CM: Effective boarding and welcome calls. If you’re a huge organization, chances are you aren’t doing this — making calls — but alternate calls with email, mailers, welcome letters, statement notifications, whatever you’re sending out at the beginning of your loan.
It’s a really important time to touch base with your customers and start learning about what they’re wanting to do. There are critical things you need to do during this portion, and if your team isn’t doing this, they need to start. There has to be a plan when you originate these loans on how to get this customer on a recurring payment arrangement. Look at your loss curves for consumers who originate on a recurring ACH or debit versus those who don’t — you’re going to see a huge difference. Folks who are not on recurring [payments] charge off at a much faster rate.
Secondly, catch your preferences early for your consumers. Ask your customers — you’ll be amazed at what they tell you. You need to know up front, early on in the loan, how your customers want to communicate, what their preferences are, how to talk to them, and even how to market to them. To mine to your own customer base, having consent is critical. Take that opportunity in the welcome call or early stage boarding calls to gain explicit consent to use that mobile number or email for account services — but also for marketing.
AFN: How might the proposed CFPB debt-collection rule affect SNAAC?

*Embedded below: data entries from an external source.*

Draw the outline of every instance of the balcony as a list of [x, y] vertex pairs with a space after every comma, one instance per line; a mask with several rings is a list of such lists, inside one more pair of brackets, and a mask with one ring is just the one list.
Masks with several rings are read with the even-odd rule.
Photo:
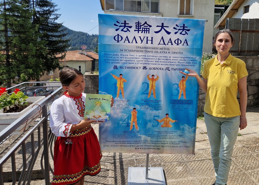
[[[52, 102], [58, 97], [63, 89], [61, 84], [58, 85], [56, 82], [53, 82], [53, 85], [47, 87], [53, 92], [46, 95], [36, 105], [0, 132], [0, 184], [12, 181], [13, 184], [30, 184], [31, 179], [50, 179], [52, 177], [50, 174], [53, 174], [53, 170], [50, 164], [53, 164], [52, 148], [55, 136], [50, 131], [48, 121]], [[43, 83], [46, 83], [51, 84], [48, 82], [24, 82], [6, 90], [13, 92], [15, 88], [19, 88], [26, 93], [32, 88], [46, 88], [46, 84]], [[36, 86], [39, 84], [42, 86]], [[42, 111], [40, 117], [31, 123], [24, 131], [13, 135], [28, 118], [40, 111]], [[41, 170], [35, 170], [35, 168]], [[45, 184], [50, 184], [50, 180], [46, 181]]]

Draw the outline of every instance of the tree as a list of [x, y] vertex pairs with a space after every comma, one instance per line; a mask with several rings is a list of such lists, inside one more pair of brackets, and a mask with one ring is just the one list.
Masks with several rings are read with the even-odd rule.
[[30, 38], [32, 14], [26, 0], [1, 1], [0, 11], [0, 84], [10, 87], [35, 49]]
[[68, 43], [70, 39], [64, 39], [68, 34], [66, 28], [62, 23], [55, 22], [60, 16], [56, 13], [58, 10], [56, 8], [56, 5], [48, 0], [31, 0], [31, 3], [33, 14], [32, 24], [37, 28], [35, 34], [39, 41], [45, 42], [44, 47], [39, 50], [35, 55], [40, 60], [41, 68], [41, 75], [36, 77], [39, 81], [40, 76], [45, 71], [54, 71], [60, 67], [56, 55], [66, 51], [70, 46]]
[[56, 6], [47, 0], [0, 1], [0, 84], [10, 87], [11, 80], [25, 76], [39, 81], [45, 71], [60, 67], [55, 55], [69, 40], [63, 39], [66, 28], [55, 22], [60, 16]]

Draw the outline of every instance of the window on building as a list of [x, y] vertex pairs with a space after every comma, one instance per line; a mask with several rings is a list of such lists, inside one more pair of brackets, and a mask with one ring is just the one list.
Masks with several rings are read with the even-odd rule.
[[193, 0], [178, 0], [178, 14], [193, 15]]
[[246, 6], [244, 7], [244, 13], [248, 13], [249, 12], [249, 5]]
[[115, 0], [115, 10], [117, 11], [124, 10], [123, 0]]
[[159, 0], [106, 0], [105, 9], [158, 13], [159, 2]]
[[105, 1], [105, 10], [114, 9], [114, 0], [106, 0]]

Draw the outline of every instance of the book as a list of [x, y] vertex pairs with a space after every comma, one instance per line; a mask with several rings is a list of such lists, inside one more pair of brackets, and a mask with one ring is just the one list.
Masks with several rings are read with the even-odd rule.
[[108, 94], [87, 94], [84, 119], [109, 121], [111, 98], [112, 95]]

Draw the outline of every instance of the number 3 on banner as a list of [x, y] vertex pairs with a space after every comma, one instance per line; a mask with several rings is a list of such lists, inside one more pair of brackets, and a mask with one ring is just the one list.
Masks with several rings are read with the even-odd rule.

CM: SNAAC has already been expecting this. There are already some states out there that limit your contact opportunities. There are 16 states that consider you a debt collector according to their state rules already, so if we’re not looking ahead, which we should be, whether it’s seven-seven-seven, we certainly should be, and that’s why your text and email strategies are critical. They gave us some wins in regards to e-communications, but the seven contacts in a week — you’ve got to be good at what you’re doing on your calls — make those calls count. Again, that’s why it’s important to talk to your customer. Figure out when, where, and how they want to communicate, so you can make the best use of your communications.
AFN: What are some of SNAAC’s latest collection initiatives?
CM: It’s all about customer experience and e-communications. That’s what we’re focused on this year. We changed the way our IVR flows; we have different outbound customer care strategies and different inbound customer care strategies from those calls. We’re trying to understand why those calls are coming in.
AFN: How could machine learning be implemented for collections, and what’s on SNAAC’s radar for 2020?
CM: I love [machine learning.] We’re so good on the front end, if you think about it. How much time do you spend on your front-end credit decision-making? And it should be like that, that’s when you make or lose money, when you make those credit and pricing decisions on the loan.
I will tell you this: There are so many really awesome options for servicing. If you don’t want to build it yourself or spend a fortune, there are a lot of options available to you now on the back end of your business to start implementing more of these statistical and AI-based machine learning. [It is] constantly feeding in your day-to-day activities, and it is constantly learning.
Today, we’re not necessarily at the level we want to be, certainly for predictive changes in our [consumer behavior] score, but we’re doing a lot internally starting to mine that data. That’s probably more of a 2020 initiative we have coming.